Chrysler and General Motors announced this week that they would shrink their dealer base in the U.S. Chrysler will close 789 dealers, leaving them with approximately 2400 stores in the U.S. General Motors announced the closing of 1,100 dealers and hopes to be at a size of 3,600 dealers at the end of 2010. While Chrysler dealers will be "forced out" by June 9, GM is positioning for a smoother closing of its stores, with each shutting down when it runs out of inventory. Unlike Chrysler's announcement, GM's list of closing dealers will not be made public, leaving that decision to each dealer.
What happens to my GM or Chrysler vehicle warranty?
Your warranty is valid through its term, regardless of where you bought your vehicle. In March, President Obama announced that the U.S. Government would provide the backing for Chrysler and GM vehicle warranties under the "Warrantee Commitment Program."
|Company||No. of Dealers||Market Share||Dealers Per 1 pt Market Share|
|Ford Motor Co.||3723||15.7||237|
|Honda Motor Co.||1304||12.4||105|
|Toyota Motor Corp.||1470||15.4||95|
Market data shown reflective of April 2009, courtesy of Autodata. Chrysler dealer total is effective June 9; GM dealer total is estimate for end of 2010.
Can I take my vehicle for service and warranty work to another (surviving) dealer?
Yes, but make sure it's a certified dealer. If you're going to take your Chrysler, Jeep or Dodge vehicle in for warranty work, you can do so at a closing dealership until June 9. After that time, Chrysler will no longer pay those dealers for warranty work. GM vehicles will receive service and warranty work at closing dealers until they shut down.
Will there be good deals on these vehicles?
The Chrysler dealerships to close will have about 44,000 units on hand, or roughly what Chrysler, Jeep and Dodge sell across the country every 2-3 weeks (using April's sales numbers as a guide). There will be deals, but be warned that if those 44,000 aren't sold before June 9, Chrysler will work to redistribute them to other dealers. Whether the best deals will be had before or after June 9 is likely negligible; if you're interested in a Chrysler, Jeep or Dodge product, you will save a lot of money on a new purchase right now. One important factor to keep in mind is that approximately 10% of those remaining units are 2008 vehicles. Be careful the car you're looking at hasn't been sitting on the lot inactive for too long; cars actually do "rot." GM's dealer announcement is a different story, since the company isn't releasing the names of the closing dealers. However, inventory on lots of closing dealers amounts to 68,000 units. Dealers who chose to disclose their shut down may provide better deals.
How many people and jobs are affected by closing dealers?

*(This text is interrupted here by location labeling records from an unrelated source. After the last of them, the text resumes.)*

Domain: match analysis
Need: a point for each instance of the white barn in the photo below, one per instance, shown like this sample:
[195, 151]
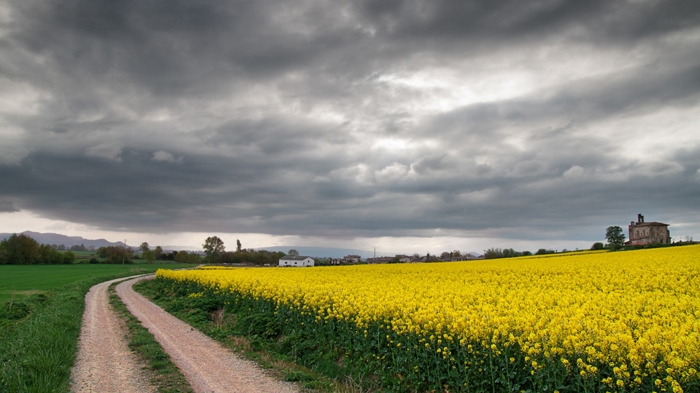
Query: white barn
[291, 260]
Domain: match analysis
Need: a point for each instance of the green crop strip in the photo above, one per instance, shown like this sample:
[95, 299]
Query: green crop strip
[161, 370]
[232, 329]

The impact on communities will be significant. Since dealers typically employ about 50 people and contract with a handful of suppliers (consider the business that sells paper or office furniture to each dealer), there will be impact within the community. Some economists, however, believe that the impact will be less than expected, since dealers typically have a high turnover rate and technician jobs were in a short supply already. But, the related aspects of dealer closings are certain: think of the little league baseball teams and charities that receive funding from do-gooding dealers. Even real estate is affected; car dealerships usually set the market for commercial real estate in smaller communities. When those go empty, the entire city feels the pain.
Why Were These Dealers Chosen?
Both Chrysler and GM have expressed interest to shrink their dealer base. Company officials cite various data points related to choosing these dealers, but the main one is performance. GM said that the average dealer of the 1,100 affected only sold 35 cars in all of 2008. Chrysler cites similar numbers, with half their closing dealerships selling less than 100.
But, even after these reductions by Chrysler and GM, they still have more dealers than other manufacturers. Using April 2009's sales data as a proxy, Toyota has approximately 95 dealers per 1 point of market share in the U.S., while Chrysler has 256 and GM will have 172 (at the end of 2010). This means that, effectively, Toyota is able to sell more vehicles per dealership.
Can dealers do anything about this?
Typically, dealers would have protection under state franchise laws against such events. However, in Chrysler's case, those franchise laws are not applicable since the company declared Chapter 11 bankruptcy. Chrysler dealers can (and likely will) protest the process by which they were chosen (sales volume, number of brands in the store, the area in which the dealership operated). But after June 9, the selected Chrysler, Jeep and Dodge dealers will have to take down their signs. GM dealers will likely organize their own group, but details of that are unclear at this time.